Some are fat and some are thin,
And some don’t even where their skin!”

Again, if you think I’m bragging here, why don’t you offer to buy me lunch and while we’re eating I’ll tell you the tales of Fat Steph, Alaska, The Red Barron, Hometeaching Girl, Football Sister, The Sundayschool Teacher, Fast Talker, The Celery Girl, Christian (that’s right… a dude), Re-Re, and Jill.

“You must go to the Sanctuary Moon and wait for him.”
“He will come to me?”
“I have foreseen it.”

I don’t know why people are willing to try so hard anyway. And I’ll include myself here too, because there have been times when I’ve perused a girl for longer than perhaps I should have. If a relationship takes work before its even begun, then it can’t be much of a relationship. I do think relationships require work, but only after it’s proven to be deep enough to be worth working for.
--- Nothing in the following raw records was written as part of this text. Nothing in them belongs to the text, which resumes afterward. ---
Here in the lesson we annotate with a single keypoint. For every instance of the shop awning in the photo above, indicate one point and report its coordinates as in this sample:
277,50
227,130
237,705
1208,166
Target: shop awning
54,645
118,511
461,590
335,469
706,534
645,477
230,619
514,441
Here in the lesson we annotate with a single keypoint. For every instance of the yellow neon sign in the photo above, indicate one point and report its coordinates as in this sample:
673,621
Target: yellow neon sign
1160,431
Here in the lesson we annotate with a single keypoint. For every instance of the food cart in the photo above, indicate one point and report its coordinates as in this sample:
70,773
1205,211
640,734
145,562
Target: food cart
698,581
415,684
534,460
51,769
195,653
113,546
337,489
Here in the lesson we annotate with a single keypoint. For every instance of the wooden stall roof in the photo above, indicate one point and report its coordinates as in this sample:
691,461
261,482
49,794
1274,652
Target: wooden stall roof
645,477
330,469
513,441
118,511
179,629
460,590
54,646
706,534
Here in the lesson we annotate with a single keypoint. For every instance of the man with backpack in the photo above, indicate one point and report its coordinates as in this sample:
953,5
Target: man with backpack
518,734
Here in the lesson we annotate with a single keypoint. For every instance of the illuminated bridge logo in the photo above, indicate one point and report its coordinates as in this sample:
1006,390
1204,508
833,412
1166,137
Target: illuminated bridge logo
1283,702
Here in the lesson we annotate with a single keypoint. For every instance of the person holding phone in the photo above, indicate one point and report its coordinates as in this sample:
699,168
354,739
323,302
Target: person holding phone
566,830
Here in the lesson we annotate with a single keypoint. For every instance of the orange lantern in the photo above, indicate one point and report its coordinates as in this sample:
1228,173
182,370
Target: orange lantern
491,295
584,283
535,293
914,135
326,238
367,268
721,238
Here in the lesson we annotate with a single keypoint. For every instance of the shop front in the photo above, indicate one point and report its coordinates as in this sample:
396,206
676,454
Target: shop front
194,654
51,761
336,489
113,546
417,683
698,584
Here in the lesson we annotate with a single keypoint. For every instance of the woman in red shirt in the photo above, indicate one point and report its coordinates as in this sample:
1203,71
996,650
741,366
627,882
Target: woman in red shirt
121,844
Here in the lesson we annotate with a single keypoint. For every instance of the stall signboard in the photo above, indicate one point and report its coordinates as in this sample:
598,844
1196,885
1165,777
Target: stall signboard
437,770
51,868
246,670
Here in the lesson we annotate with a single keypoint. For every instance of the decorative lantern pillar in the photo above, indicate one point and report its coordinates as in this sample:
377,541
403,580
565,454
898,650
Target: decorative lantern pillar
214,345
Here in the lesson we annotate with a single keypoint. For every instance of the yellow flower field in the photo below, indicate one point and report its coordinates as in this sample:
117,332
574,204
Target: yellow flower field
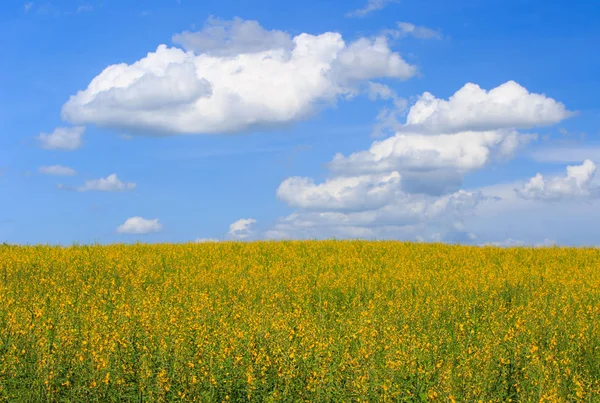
338,321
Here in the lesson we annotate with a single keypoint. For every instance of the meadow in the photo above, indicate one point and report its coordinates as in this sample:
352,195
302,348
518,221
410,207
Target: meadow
314,321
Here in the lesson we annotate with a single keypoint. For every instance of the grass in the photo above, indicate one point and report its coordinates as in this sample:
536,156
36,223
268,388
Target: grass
299,321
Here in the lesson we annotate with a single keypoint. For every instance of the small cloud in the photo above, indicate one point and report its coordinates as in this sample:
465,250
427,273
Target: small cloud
57,170
109,184
139,226
372,5
84,8
62,138
241,229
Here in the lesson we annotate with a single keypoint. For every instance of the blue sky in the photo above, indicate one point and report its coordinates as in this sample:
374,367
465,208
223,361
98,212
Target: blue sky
198,149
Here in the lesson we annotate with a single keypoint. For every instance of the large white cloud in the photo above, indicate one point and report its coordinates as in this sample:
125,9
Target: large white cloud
111,183
464,152
433,164
242,228
575,184
408,184
472,108
57,170
234,76
62,138
140,226
404,212
342,193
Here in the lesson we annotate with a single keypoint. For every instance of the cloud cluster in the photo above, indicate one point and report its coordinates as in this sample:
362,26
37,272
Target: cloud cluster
62,138
109,184
410,29
241,229
474,109
139,226
575,184
232,76
410,182
372,5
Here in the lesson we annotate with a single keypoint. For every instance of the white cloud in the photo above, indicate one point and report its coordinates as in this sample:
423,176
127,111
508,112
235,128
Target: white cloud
400,216
203,240
342,193
421,32
408,184
378,90
57,170
83,8
372,5
234,82
139,226
232,38
473,108
242,228
432,163
576,184
511,243
109,184
566,154
62,138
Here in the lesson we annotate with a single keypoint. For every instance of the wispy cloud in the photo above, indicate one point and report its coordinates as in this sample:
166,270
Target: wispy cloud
417,31
372,5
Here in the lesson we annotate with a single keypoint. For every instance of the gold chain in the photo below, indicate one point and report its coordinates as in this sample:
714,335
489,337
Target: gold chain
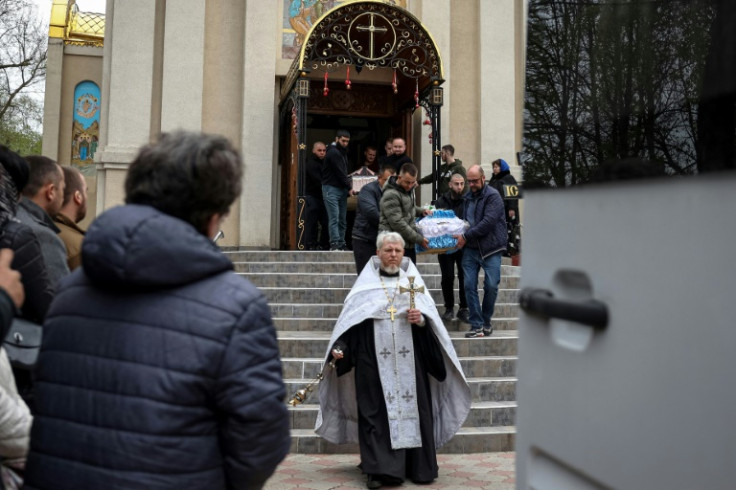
391,308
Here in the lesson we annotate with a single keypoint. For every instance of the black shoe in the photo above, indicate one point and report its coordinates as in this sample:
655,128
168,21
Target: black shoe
373,482
447,315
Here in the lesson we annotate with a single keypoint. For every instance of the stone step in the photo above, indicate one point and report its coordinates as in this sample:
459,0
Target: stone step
314,344
481,390
326,324
467,440
482,414
336,268
332,310
481,366
343,280
311,256
337,295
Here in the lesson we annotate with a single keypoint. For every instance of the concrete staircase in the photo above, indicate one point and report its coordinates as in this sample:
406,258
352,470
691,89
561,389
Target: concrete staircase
306,291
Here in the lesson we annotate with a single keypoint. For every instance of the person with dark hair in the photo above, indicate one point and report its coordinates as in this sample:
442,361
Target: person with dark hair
449,167
73,210
367,216
398,155
21,239
315,215
398,210
42,199
508,188
336,187
159,366
482,244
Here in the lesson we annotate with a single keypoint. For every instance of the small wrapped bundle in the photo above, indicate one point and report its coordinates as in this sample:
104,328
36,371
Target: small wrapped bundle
439,229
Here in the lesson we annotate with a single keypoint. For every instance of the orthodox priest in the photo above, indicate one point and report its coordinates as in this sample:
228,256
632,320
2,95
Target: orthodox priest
397,387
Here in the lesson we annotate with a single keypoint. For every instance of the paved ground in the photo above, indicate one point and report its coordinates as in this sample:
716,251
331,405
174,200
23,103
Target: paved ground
492,471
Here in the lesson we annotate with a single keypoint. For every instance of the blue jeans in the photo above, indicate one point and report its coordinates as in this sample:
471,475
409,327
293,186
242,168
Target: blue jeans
336,202
472,263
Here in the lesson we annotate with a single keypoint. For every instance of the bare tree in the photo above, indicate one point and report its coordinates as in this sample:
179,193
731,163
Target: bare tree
23,44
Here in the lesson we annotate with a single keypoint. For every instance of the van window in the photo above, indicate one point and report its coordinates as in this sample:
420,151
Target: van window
619,89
I believe the first stages of relationships should be synergetic and relatively effortless. But for some reason, people are willing to go through h@ll to fall in love. But if the falling in love part is h@ll, then I’m not sure what people hope to find later. I say, everyone should just have fun being a loner, and if they ever accendentally find someone with whom things turn romantic, then go with it, but until then, we all just need to relax.

“Even Frankenstein got married.
Obviously married people are not superior people.”